May 12, 2014

Webrooming Nonsense

Look at the heading for the "Top Story":



That'll get page views, which means the folks at Shop.org get paid by the folks at Kronos.

Of course, we want customers to "webroom" ... within our "brand". Right? Right??

Ten years ago at Nordstrom, my team proved that "webrooming" was a very, very good thing. Ten years ago! Those folks were way, way ahead of the curve.

At Nordstrom, customers visited the website 3 times a month, they visited the store 2 times a month, and they bought 1 time a month, with 85% of the purchases in-store.

In other words, our customers were "webrooming" all the time ... every 10 days, in fact (and we'd be naive to think they weren't webrooming with Neiman Marcus and Macy's and Banana Republic and dozens of other businesses ... that's life). These customers seldom converted online - they researched online, then bought in the store.

Webrooming is not a problem. Webrooming is exactly what you want. You want a customer who loves your business so much that they visit your site all the time ... you simply don't care if the customer visits 20 times between purchases, as long as the customer purchases something!

In a recent project, I learned that each unconverted website visit (in the past 30 days) increased the odds of a customer buying from the website next month by 10%, and in stores by 4%.

Each visit.


What if the customer visited four times last month, and did not purchase?

  • A 40% increase in direct channel buying probability next month.
  • A 16% increase in in-store buying probability next month.
Webrooming! It's a good thing!

I think we're measuring things wrong. We have customers, customers who are at different stages of a relationship. By measuring engagement (page views) and by measuring conversion optimization, we miss a larger truth about customer behavior.

On and off, over the next two months, I'm going to present a segmentation strategy that illustrates that unconverted website visits are simply part of the customer relationship.
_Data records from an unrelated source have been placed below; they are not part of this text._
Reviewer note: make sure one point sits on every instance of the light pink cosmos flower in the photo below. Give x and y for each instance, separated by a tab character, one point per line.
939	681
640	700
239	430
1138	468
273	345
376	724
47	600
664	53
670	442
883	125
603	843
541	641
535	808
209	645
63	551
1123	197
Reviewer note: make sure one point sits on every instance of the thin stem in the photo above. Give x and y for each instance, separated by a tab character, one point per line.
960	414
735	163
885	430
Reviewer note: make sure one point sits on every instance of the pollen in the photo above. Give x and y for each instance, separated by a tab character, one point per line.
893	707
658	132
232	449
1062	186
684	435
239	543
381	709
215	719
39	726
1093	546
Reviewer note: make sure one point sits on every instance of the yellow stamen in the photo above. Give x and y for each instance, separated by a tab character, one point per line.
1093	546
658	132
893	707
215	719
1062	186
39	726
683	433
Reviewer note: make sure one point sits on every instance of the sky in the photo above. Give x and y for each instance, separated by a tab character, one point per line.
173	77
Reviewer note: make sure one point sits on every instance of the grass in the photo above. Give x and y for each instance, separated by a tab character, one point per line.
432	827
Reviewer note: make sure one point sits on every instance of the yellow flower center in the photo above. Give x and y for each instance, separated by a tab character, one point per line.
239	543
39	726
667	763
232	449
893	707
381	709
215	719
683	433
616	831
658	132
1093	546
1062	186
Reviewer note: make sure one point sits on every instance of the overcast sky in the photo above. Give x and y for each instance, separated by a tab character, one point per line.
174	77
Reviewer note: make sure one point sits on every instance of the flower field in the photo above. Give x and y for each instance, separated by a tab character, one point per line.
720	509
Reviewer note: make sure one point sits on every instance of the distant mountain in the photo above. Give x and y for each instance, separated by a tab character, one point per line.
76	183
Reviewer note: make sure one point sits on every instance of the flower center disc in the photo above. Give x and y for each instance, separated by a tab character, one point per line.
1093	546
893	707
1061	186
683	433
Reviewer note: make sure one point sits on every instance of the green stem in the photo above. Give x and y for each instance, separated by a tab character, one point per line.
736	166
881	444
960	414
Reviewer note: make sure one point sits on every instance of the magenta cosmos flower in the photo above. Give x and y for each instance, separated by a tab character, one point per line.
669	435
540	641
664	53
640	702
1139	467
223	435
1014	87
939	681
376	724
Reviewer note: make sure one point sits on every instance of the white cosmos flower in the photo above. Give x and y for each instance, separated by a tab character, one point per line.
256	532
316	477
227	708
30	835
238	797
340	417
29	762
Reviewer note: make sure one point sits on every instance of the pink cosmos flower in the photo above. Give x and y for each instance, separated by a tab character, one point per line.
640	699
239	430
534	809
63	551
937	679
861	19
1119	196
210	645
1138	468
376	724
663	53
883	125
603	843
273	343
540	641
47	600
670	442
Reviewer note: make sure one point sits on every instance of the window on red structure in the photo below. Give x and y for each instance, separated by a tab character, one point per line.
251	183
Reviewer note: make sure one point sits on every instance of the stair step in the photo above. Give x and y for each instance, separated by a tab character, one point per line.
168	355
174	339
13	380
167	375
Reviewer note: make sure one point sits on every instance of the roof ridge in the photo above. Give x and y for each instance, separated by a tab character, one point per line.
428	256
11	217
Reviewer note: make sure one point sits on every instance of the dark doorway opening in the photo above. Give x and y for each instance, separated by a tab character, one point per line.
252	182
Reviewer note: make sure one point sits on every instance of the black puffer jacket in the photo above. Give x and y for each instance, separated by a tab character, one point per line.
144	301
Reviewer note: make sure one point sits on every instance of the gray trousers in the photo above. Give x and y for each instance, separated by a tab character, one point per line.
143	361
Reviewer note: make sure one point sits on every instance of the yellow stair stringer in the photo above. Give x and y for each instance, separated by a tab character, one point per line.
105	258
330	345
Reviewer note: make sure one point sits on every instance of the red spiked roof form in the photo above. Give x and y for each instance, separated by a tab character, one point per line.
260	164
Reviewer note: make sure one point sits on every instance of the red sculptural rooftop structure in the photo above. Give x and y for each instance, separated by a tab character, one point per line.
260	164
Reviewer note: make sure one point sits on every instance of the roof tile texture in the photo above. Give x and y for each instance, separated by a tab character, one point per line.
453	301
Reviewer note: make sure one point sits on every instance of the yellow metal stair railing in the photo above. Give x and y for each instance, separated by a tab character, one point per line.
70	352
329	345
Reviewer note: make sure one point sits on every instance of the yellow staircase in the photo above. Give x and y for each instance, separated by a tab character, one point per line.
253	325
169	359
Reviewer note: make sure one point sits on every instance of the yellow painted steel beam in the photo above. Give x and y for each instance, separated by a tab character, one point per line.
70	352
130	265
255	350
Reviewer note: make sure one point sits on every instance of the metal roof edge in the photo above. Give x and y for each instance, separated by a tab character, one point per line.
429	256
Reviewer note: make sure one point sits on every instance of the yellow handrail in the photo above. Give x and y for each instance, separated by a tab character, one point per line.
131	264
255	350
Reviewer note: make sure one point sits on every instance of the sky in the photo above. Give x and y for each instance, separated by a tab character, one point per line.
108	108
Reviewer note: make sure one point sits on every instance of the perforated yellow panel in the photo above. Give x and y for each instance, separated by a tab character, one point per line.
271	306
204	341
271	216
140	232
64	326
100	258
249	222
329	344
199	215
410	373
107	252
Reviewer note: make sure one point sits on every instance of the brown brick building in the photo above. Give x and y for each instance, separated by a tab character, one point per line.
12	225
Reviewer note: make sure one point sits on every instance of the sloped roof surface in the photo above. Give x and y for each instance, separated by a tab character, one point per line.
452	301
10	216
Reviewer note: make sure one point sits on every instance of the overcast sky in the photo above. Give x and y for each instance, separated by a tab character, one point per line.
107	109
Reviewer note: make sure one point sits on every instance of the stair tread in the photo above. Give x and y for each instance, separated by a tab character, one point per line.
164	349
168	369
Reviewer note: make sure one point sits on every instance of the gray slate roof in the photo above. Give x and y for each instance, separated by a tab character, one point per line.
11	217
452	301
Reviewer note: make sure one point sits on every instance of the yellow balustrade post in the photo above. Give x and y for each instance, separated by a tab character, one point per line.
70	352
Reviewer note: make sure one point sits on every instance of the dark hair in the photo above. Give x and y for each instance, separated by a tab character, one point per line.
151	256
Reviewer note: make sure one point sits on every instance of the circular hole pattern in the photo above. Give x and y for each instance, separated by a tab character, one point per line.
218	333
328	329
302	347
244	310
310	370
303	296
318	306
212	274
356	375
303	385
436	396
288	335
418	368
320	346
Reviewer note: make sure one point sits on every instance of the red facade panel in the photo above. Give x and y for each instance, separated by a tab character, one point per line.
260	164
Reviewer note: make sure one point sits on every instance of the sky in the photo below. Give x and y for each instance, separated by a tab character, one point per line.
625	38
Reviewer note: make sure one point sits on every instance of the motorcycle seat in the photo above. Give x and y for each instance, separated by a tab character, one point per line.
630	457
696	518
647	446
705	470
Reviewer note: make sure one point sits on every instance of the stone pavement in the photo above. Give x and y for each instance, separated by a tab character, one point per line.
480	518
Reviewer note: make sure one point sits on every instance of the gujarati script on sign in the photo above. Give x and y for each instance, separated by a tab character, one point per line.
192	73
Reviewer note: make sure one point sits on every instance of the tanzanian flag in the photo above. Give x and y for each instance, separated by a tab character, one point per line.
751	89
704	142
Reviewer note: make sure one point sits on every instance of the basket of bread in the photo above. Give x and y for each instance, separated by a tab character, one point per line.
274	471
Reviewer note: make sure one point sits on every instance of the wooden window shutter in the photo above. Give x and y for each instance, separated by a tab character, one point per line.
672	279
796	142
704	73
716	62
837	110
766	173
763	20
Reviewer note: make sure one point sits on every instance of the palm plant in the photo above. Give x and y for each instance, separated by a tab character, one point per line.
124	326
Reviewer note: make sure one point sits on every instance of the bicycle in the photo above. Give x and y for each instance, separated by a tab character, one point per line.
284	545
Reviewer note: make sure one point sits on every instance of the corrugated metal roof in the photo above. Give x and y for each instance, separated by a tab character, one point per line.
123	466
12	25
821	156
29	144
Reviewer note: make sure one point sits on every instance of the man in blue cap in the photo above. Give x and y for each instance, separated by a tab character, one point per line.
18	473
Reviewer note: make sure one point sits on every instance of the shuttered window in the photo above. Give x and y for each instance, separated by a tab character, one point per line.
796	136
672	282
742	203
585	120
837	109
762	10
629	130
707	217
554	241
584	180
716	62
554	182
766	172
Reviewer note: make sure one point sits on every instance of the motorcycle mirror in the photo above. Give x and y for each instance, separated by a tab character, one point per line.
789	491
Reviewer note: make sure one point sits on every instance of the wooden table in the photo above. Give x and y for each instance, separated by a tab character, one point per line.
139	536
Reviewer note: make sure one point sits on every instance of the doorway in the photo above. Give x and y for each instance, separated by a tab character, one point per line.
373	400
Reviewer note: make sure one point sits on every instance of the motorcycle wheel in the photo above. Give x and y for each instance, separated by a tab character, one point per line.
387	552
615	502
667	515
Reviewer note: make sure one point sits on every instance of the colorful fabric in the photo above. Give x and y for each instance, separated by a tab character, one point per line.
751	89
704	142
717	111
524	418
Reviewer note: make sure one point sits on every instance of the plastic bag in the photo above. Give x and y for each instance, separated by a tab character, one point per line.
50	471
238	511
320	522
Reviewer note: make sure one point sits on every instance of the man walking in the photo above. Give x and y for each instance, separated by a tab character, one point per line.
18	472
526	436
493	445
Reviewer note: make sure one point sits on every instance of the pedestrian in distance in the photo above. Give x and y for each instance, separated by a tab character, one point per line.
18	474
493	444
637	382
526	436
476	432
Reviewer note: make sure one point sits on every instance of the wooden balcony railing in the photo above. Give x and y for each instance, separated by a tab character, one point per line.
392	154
There's a reason that mobile converts poorly. There's a reason customers visit the website then buy in a store. There is a reason why email marketing appeals to a small fraction of the customer base, enabling you to save a fortune in other marketing expenses across the email buyer file. We're going to learn that we don't care if a customer visits the website 10 times and then buys 1 time in a store.

In other words, we're going to learn to re-evaluate our metrics surrounding conversion "success". Come along for the journey!